IN THIS PHOTO: Lottie Bowser with her fiancé Ben at Glastonbury/PHOTO CREDIT: Lottie Bowser
This interview from September is heartbreaking. Lotte Bowser talks of the anger and fury that she felt when her fiancée died. How it has impacted her. Her book is one that you will need to read. She has had to rebuild her life from the ground up:
“Lotte Bowser was 30 when her fiancé, Ben, died. The year was 2020 and so the tragedy was furnished by a thousand others: treatment taken in isolation; last exchanges through layers of PPE; raw grief in lockdown.
In the months afterwards, forced into an alienating new reality, Lotte, now 34, began sharing fragments of her story online.
She typed lengthy Instagram captions to underscore images of herself and Ben bedecked in glitter at Glastonbury and of his proposal in front of Sydney's Harbour bridge on New Year's Eve 2019. Her words documented how it felt to pine, primally, for the person with whom she'd created a world.
It was on the platform, and via her revelations, that she found something she desperately needed – the support of others brutalised by partner loss at a cruel age.
In doing so, the former yoga teacher began to craft a new career as a writer. She's now preparing for the release of her debut book, Bittersweet: a Story of Love and Loss (Little A, £8.99), on 1 October. Within its pages you'll find the tale of Lotte and Ben's relationship, as well as how she radically re-imagined the architecture of her days after he died, including a move from London to Lisbon.
To mark the publication, Women's Health had a conversation with Lotte, which has been condensed for clarity, below. Scroll further down for an extract from the book.
Women's Health: Tell me about the book. Why did you feel compelled to write it; what is it about?
Lotte Bowser: The book is a tribute to my late partner, Ben, who I was with for six years in my twenties and who very tragically died, age 36, of soft tissue sarcoma and Covid 19 in November 2020.
It documents our meeting and the unfolding of our relationship over the course of the four and a half years before he was diagnosed, his subsequent illness and death, and the initial months and year of me trying to recalibrate and rebuild my life in in the wake of the loss.
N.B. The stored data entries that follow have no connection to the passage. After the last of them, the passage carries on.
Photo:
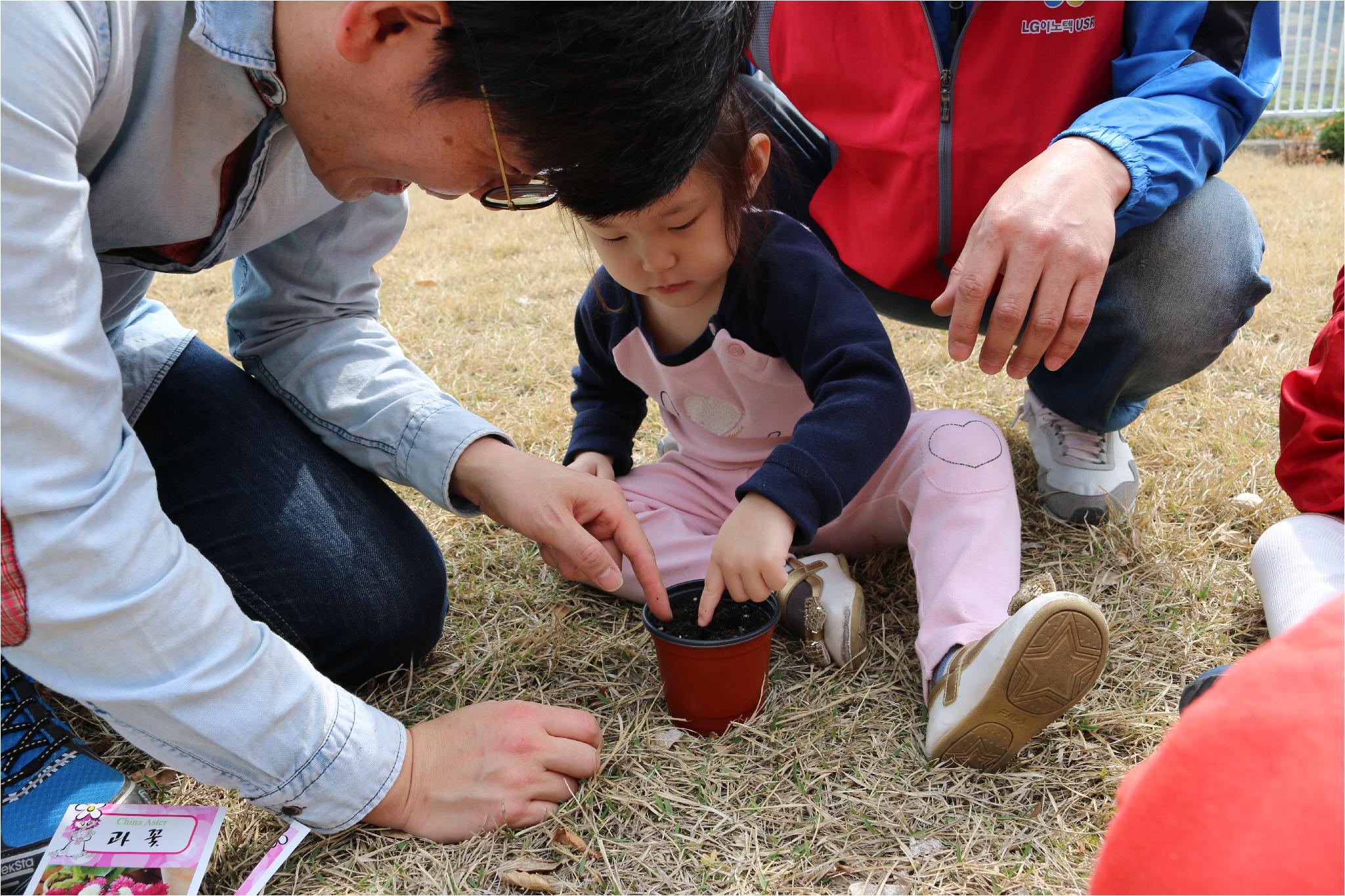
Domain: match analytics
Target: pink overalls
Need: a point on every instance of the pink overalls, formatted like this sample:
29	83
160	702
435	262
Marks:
946	492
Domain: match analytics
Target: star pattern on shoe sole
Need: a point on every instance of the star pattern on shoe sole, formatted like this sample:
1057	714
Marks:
1059	664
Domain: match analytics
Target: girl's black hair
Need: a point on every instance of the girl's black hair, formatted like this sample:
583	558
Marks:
725	161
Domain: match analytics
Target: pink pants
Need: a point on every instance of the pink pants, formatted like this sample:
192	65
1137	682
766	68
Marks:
946	492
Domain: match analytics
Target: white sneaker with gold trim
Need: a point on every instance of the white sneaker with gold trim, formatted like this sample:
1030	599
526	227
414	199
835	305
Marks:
1001	691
The themes are, I suppose, the enduring and boundless nature of love, grief and death and hope and resilience.
WH: You experienced the death of your partner at such a young age. How did that shape the experience?
LB: I was the first out of my friend group and wider community to experience partner loss, and so I felt incredibly isolated and lonely in my experience. I didn't know which way to turn and no resources spoke to my experience as a younger person. It was incredibly difficult, unexpected territory, and nobody really knew how to receive my grief or how to support me in it, because it was unprecedented. The isolation and the loneliness definitely compounded the pain of Ben's death.
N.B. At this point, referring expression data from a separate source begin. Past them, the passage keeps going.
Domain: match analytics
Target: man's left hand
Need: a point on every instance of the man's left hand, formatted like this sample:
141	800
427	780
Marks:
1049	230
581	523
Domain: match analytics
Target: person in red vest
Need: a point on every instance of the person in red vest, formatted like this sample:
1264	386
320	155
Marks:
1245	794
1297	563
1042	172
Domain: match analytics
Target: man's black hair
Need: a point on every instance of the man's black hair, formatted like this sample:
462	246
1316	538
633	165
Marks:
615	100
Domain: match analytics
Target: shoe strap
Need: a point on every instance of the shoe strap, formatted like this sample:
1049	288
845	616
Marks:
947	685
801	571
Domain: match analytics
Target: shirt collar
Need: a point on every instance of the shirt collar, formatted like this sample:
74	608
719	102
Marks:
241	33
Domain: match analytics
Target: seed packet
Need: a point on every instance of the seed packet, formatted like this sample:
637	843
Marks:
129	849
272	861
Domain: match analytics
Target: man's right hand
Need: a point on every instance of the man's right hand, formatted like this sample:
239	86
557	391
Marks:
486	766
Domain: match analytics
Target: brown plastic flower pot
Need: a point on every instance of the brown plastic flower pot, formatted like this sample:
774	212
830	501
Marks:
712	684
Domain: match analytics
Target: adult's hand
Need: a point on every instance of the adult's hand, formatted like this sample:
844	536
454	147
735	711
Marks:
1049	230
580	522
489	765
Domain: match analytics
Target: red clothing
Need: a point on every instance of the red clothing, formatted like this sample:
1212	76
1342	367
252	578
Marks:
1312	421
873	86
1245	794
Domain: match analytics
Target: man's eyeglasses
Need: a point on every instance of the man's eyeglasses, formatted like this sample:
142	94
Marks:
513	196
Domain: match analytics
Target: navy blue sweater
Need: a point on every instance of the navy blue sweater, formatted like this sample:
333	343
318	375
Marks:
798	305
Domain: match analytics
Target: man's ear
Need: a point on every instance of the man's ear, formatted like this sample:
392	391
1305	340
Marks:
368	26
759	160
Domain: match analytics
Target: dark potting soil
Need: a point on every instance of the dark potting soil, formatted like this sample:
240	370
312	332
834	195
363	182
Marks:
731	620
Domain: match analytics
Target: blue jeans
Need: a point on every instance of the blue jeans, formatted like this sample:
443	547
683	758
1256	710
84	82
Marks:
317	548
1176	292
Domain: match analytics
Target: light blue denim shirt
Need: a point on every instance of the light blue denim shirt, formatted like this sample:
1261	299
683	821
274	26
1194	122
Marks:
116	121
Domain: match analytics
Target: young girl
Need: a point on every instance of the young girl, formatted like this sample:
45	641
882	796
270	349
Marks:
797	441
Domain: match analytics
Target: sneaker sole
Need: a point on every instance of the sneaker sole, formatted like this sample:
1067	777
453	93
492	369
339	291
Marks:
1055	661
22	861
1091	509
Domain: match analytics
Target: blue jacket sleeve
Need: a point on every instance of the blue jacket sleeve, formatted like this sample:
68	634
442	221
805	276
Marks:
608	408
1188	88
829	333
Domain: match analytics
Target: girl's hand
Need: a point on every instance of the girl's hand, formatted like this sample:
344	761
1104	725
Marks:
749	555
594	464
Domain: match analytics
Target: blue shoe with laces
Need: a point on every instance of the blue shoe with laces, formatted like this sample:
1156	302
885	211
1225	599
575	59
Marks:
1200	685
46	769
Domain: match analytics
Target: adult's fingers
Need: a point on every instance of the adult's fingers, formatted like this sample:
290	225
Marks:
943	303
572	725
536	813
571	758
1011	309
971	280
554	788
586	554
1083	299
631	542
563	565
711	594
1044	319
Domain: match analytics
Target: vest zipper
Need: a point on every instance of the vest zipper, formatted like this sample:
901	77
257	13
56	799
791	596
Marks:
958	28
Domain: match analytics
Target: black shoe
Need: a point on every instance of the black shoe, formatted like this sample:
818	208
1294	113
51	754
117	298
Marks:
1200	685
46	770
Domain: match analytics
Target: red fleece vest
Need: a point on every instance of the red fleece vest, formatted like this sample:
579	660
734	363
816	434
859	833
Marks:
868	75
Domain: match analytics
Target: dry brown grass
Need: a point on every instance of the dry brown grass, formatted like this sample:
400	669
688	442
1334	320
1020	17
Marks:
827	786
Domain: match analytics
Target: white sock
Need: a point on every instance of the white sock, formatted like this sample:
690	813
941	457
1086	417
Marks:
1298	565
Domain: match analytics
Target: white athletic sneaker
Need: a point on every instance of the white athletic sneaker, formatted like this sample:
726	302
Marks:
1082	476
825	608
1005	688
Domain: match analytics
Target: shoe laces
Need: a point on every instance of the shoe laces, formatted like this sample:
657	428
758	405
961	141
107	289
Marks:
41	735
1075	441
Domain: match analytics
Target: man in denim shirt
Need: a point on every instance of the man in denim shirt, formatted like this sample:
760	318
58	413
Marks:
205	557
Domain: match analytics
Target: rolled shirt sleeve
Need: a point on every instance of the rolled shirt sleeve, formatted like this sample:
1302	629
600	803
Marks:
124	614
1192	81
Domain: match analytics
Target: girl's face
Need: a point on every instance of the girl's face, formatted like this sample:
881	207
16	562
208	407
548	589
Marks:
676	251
I took to seeking out connections via Instagram, with others who had gone through partner loss and other kinds of losses, to find that shared sense of solidarity.
WH: Of course, it was also the pandemic...
LB: Yes. After Ben died, we went into another four month lockdown. So all of the usual customs and rituals surrounding death, like being in community and having a proper send-off for the person who died, weren't possible.
My friends did their best: we would speak on the phone and via WhatsApp and they'd send care packages, but I was still yearning for that connection with othrs who had been through the same loss.
I remember countless sleepless nights in those early days, gripped by grief and insomnia, scrolling through hashtags like ‘widowhood’ and ‘partner loss’ on Instagram and reaching out to people speaking about these things online.
I'd slide into their direct messages and tell them a little bit about what had happened to me and ask them if they were keen to chat at some at some point. I would go as far as to say that, in those four months in the wake of Ben's death, social media played a big hand in my survival”.